My name is Dominique Mallard. I am a core organizer in Colorado for an organization called Project Foster Power, which is under the Children’s Law Center. What we do is organize youth, and as a core organizer, I go throughout the Denver metro area and speak to youth who are in care or previously were in care to get their voices on what they feel that Colorado can do better to support children in the welfare system.
Every year, we do what we call listening tours. Last year we spoke to over 200 youth and they wanted us to work on sibling connections. We took their voices, their essays and drawings to our state legislators, and we passed a bill to keep siblings connected in foster care, which is a huge accomplishment.
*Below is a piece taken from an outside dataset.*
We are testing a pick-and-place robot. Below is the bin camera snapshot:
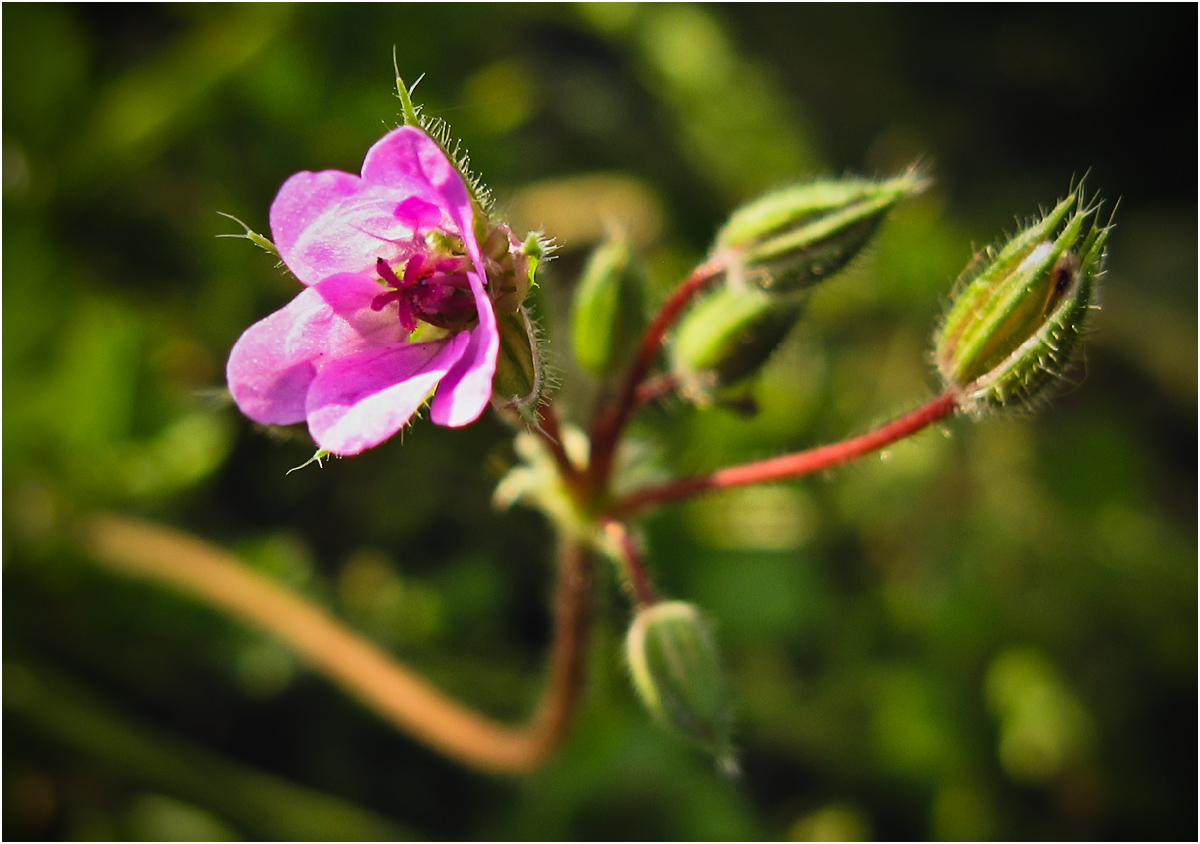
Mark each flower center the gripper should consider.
[371,252,479,333]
This year the youth wanted to have better preparation for emancipation. We were to go to our youth and ask them what kind of preparation they would like to see happen and then take it to our legislators, caseworkers and others. Unfortunately, due to the pandemic, our work is on hold and I’m heartbroken.
There are so many kids who look up to us and vent to us, and now we can’t help them because of this pandemic. It’s hard for me to sit at home and know that there is a youth out there who needs my assistance and there’s nothing I can do about it. I’m worried that there’s someone out there who needs our resources and help finding shelter or a job or wanting to know how to fill out a form, and we’re unavailable, and then they go downhill.
Then to top it, I’m a new mother and I’m struggling with my finances. It’s hard for me to find my infant some formula or wipes because everyone is acting ridiculous and going overboard. Even worse, is I have in-home health care for my baby, and now they are saying that they are going to do video calls and tell me what to do for her treatment.
I don’t know. I miss my teammates. I miss organization for youth. It’s something that keeps me going. It’s something that gave me hope when I had lost it. We could have had something in place by summer, and now, with everyone losing jobs and stuff – will we ever be the same? Will people still donate to us so we can continue our organization? I find it hard to sleep at night because I’m not there for those who need me.
Dominique Mallard and her little brother entered foster care in 2008. She was in foster care from age 16 until emancipating into her own apartment at age 21. During that time, she lived in about 22 group homes, foster homes and residential treatment facilities. Her brother was adopted in 2009. Losing her brother caused grief and pain for Mallard, who struggled with depression and suicidal thoughts. With a group of other former foster youth, Mallard formed Project Foster Power to raise the voices of youth in care to make change in the Colorado child welfare system. Last year, Mallard told state lawmakers her story, turning her pain into power. The legislators voted unanimously to keep siblings involved in each other’s lives. Now, Mallard is a new mom and youth motivational speaker.